Elected in 2010, Councilman Terry Sinnott is seeking a second term.
“It’s rewarding, and when you’re making progress, it’s worth doing,” said Sinnott, a native San Diegan, who served two tours as a U.S. Navy officer before joining San Diego Gas & Electric, where he worked for 22 years.
A Del Mar resident since 1976, Sinnott reflected on the city’s accomplishments throughout his time on the council. He said he is proud the city developed a 30-year projection of the city’s financial health, paid off a $3 million side fund pension liability, hired an independent consultant to review the Sheriff’s contract, and established a Business Support Advisory Committee to support business in Del Mar.
“Over the past four years, we have been doing some very positive things in the city,” he said.
Still, there are other projects he wants to help complete, including moving the city hall project forward, as well as developing a master plan for Del Mar Shores Park.
“There are projects that are underway that are going to very significant, but they won’t be completed, so I want to follow through and make sure we get those projects completed successfully,” said Sinnott.
Dwight Worden and Kevin Burke are also running for election.

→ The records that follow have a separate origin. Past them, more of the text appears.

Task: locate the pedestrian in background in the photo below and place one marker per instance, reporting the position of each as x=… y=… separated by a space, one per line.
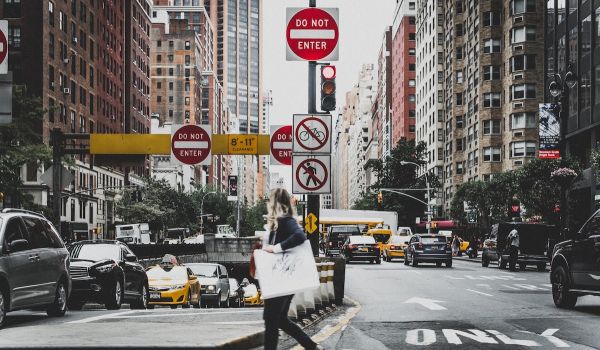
x=284 y=234
x=513 y=248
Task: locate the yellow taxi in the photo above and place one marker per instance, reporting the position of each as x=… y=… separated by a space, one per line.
x=394 y=248
x=173 y=285
x=381 y=235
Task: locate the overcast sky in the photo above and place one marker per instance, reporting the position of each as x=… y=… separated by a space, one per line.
x=361 y=27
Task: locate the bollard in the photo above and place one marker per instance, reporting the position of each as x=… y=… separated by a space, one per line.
x=323 y=287
x=317 y=291
x=330 y=290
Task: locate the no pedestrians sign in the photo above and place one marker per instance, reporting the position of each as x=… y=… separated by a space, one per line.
x=312 y=34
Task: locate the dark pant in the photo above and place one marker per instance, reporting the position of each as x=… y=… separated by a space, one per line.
x=512 y=260
x=275 y=316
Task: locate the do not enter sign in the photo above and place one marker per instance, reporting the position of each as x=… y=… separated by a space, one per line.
x=312 y=34
x=190 y=144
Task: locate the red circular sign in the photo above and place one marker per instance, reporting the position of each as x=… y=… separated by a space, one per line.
x=281 y=145
x=3 y=47
x=312 y=34
x=190 y=144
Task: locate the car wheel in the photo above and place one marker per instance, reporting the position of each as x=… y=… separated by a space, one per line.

Worden served as Del Mar’s city attorney from 1977 to 1983. From 1974 until his retirement in 2001, he served as general counsel to the San Dieguito River Park Joint Powers Authority, the San Elijo Joint Powers Authority, North County Transit District and Leucadia Wastewater District.
No longer actively practicing law, Worden said he is at a point in his life where he can run for council to serve the community he has lived in since 1981.
“I think that I have a lot of background and skills that could help the city,” said Worden, who has served on Del Mar’s Garden Del Mar, Form-Based Code and Fairgrounds Advisory committees.
“Overall, the city’s in pretty good shape,” Worden added. “I don’t feel like a fireman running to the rescue. There’s nothing on fire, nothing I feel like I have to go in and fix. But I think there’s a lot of exciting and challenging stuff facing the city.”
Some of those projects are the city hall project, the special events platform at the fairgrounds and the development of the Shores property, he said.
The deadline to file nomination papers was Aug. 8, but was extended by five days because both incumbents did not file.
Worden had officially filed by Aug. 7, according to Andrew Potter, the city’s administrative services director. Sinnott said he also submitted his paperwork.
Burke, a realtor with Burke Real Estate Consultants, pulled nomination papers but did not respond to a request to confirm he would be filing the necessary papers by the deadline.
Paul Von Petersen, founder and president of production company ESMI Productions, pulled nomination papers but ultimately decided not to run having recently signed on to a new film project.